Pfthb

I am a bit puzzled why the output is a certain way on the following program.

 data a;
 input name$ lv @@;
 cards;
 Frank 1 Joan 2 Sui 3 Burt 4 Kelly . Juan 1
 ;
 data b;
 set a;
 if lv=.
 then expertise='?';
 else if lv=1 
 then expertise='L';
 else if lv=2 or 3 
 then expertise ='M';
 else expertise ='H';
 run;
 proc print data=b;
 run;

In the program above, I am expecting that the output for the observation containing Burt has expertise of value H, but for some reason it is M.

I was thinking that the if statement should be lv=(2 or 3) but when I do that now those that I am thinking that the lv= 2 and lv=3 whose expertise should equal M now becomes H as well.

*This is probably explained by the fact that the syntax is inappropriate, and lv is never (2 or 3) /I am not sure why this does not cause an error/ thus the ELSE statement is executed.

I have a feeling that I am not understanding how the ELSE is really working.

However, according to that logic then if the lv=2 part is recognized but the others are not, I am not sure why the lv= 3 and lv=4 does not produce an H.

My goal is to understand why the program runs as if there is no syntax error and why the output is what it is.

Your mistake is here

If lv = 4 or 0 

You think this means

If lv = 4 or lv = 0

But it doesn’t.
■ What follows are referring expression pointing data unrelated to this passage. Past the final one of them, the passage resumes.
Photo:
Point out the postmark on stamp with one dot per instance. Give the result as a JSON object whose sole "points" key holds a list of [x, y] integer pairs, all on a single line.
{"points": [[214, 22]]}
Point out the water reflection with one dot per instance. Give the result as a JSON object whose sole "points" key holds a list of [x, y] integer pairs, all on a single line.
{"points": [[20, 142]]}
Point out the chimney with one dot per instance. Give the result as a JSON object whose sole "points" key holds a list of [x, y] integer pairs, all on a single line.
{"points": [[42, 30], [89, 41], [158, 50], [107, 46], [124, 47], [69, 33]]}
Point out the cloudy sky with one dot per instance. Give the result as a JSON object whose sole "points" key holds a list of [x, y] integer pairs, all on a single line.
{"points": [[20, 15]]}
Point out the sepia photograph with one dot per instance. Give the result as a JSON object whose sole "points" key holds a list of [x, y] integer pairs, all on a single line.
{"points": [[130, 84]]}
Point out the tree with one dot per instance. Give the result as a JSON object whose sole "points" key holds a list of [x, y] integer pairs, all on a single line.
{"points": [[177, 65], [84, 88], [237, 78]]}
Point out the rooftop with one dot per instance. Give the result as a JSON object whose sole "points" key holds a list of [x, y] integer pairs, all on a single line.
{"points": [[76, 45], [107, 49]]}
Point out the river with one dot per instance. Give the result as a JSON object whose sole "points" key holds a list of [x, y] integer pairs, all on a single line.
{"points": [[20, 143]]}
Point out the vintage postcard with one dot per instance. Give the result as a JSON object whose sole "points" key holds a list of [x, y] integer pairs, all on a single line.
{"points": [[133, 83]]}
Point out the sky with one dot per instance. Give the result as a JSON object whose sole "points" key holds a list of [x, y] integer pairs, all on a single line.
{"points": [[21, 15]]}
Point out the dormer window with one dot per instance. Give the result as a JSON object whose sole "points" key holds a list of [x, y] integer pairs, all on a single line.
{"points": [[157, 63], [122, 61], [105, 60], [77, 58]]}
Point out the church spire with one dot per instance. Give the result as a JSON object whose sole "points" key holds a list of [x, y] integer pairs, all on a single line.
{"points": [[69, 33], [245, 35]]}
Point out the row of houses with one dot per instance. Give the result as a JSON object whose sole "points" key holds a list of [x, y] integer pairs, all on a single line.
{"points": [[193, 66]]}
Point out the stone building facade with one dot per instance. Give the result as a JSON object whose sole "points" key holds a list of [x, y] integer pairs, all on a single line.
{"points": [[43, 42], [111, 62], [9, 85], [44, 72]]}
What actually happens is

If (lv = 4) or 0

In SAS 0 is false and any number greater than 1 is true. Not sure about decimals. Anyways. The or condition makes this one false. But in your first example, it makes it always true.

Your syntax is incorrect, but not illegal, so SAS did what you asked for instead of what you wanted. The condition lv=2 or 3 is evaluated from left to right. So lv=2 will result in either 1 or 0 depending whether the value of lv is 2 or not. But both 1 or 3 and 0 or 3 will be true since 3 is always considered true.

What you really want is the in operator.

if missing(lv) then expertise='?';
else if lv=1 then expertise='L';
else if lv in (2 3) then expertise ='M';
else expertise ='H';